I use ruffus with a homemade plugin system and a config file that is written to the output dir. It handles each of the points you bring up:

"1. A tool inside a box changes (BWA for Stampy for instance)"

The config specifies things like which plugin I want to use (e.g., "bwa" or "stampy" for the alignment). Plugins are designed to accept universal input (say, fastq for an aligner plugin) and generate universal output (e.g., bam), so they are interchangeable in the context of the pipeline. It admittedly takes some effort to write these plugins such that they are truly interchangeable.

"2. The version of a used tool in a box changes"

The config also contains paths to tools; importantly version info is contained within a pathname

"3. Parameters supplied to a tool change (bwa sampe for bwa sampe -s)"

These are in the config as well, and are passed to the relevant plugin

"4. Order of processing changes (MarkDup before IndelRealigner or the opposite)"

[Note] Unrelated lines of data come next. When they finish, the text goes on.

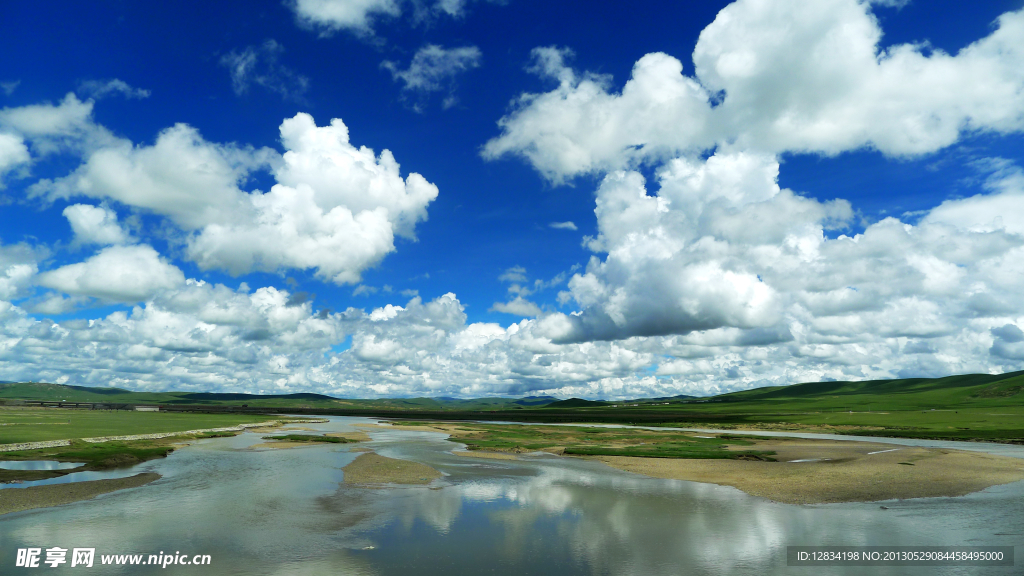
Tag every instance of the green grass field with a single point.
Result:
(600, 442)
(965, 407)
(310, 438)
(38, 424)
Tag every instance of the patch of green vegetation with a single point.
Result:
(672, 450)
(98, 456)
(38, 424)
(310, 438)
(604, 442)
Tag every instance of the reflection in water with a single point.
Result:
(284, 511)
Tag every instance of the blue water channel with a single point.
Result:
(287, 512)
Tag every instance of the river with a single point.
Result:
(285, 512)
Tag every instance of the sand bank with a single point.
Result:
(374, 468)
(357, 436)
(839, 471)
(481, 454)
(17, 499)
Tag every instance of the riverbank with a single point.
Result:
(17, 499)
(784, 469)
(370, 468)
(826, 471)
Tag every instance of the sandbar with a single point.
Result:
(839, 471)
(482, 454)
(17, 499)
(374, 468)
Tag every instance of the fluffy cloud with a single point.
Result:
(94, 224)
(261, 66)
(734, 281)
(121, 274)
(563, 225)
(336, 209)
(18, 264)
(352, 15)
(50, 129)
(434, 69)
(359, 16)
(771, 77)
(99, 89)
(12, 154)
(181, 176)
(518, 306)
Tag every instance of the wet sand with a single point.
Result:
(374, 468)
(839, 471)
(481, 454)
(17, 499)
(283, 444)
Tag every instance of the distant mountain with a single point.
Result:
(987, 389)
(578, 403)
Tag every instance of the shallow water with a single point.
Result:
(39, 465)
(284, 511)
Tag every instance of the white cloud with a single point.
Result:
(181, 175)
(788, 77)
(97, 89)
(49, 129)
(261, 66)
(121, 274)
(336, 208)
(94, 224)
(360, 16)
(434, 69)
(364, 290)
(351, 15)
(13, 153)
(518, 306)
(18, 263)
(514, 274)
(1003, 208)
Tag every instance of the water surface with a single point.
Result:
(285, 511)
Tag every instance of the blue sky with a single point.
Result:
(604, 201)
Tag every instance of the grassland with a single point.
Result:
(978, 407)
(39, 424)
(309, 438)
(591, 441)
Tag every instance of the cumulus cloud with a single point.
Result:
(97, 89)
(120, 274)
(18, 263)
(181, 175)
(434, 69)
(336, 208)
(13, 153)
(1001, 208)
(49, 129)
(518, 306)
(94, 224)
(360, 16)
(261, 66)
(771, 77)
(353, 15)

ruffus generates nice dependency graphs of the tasks in the pipeline, so saving this as an SVG in the output dir records the workflow. This does require edits to the pipeline code, so that needs to be tracked somehow (see point 5)

"5. Other minor changes in the code that could slightly affect the behavior of pipeline"

Tracking version info with git handles this, though I should probably add commit info as you suggest for SVN. Now that I think about it, maybe cloning the current git HEAD to the output dir would be the most complete method for tracking.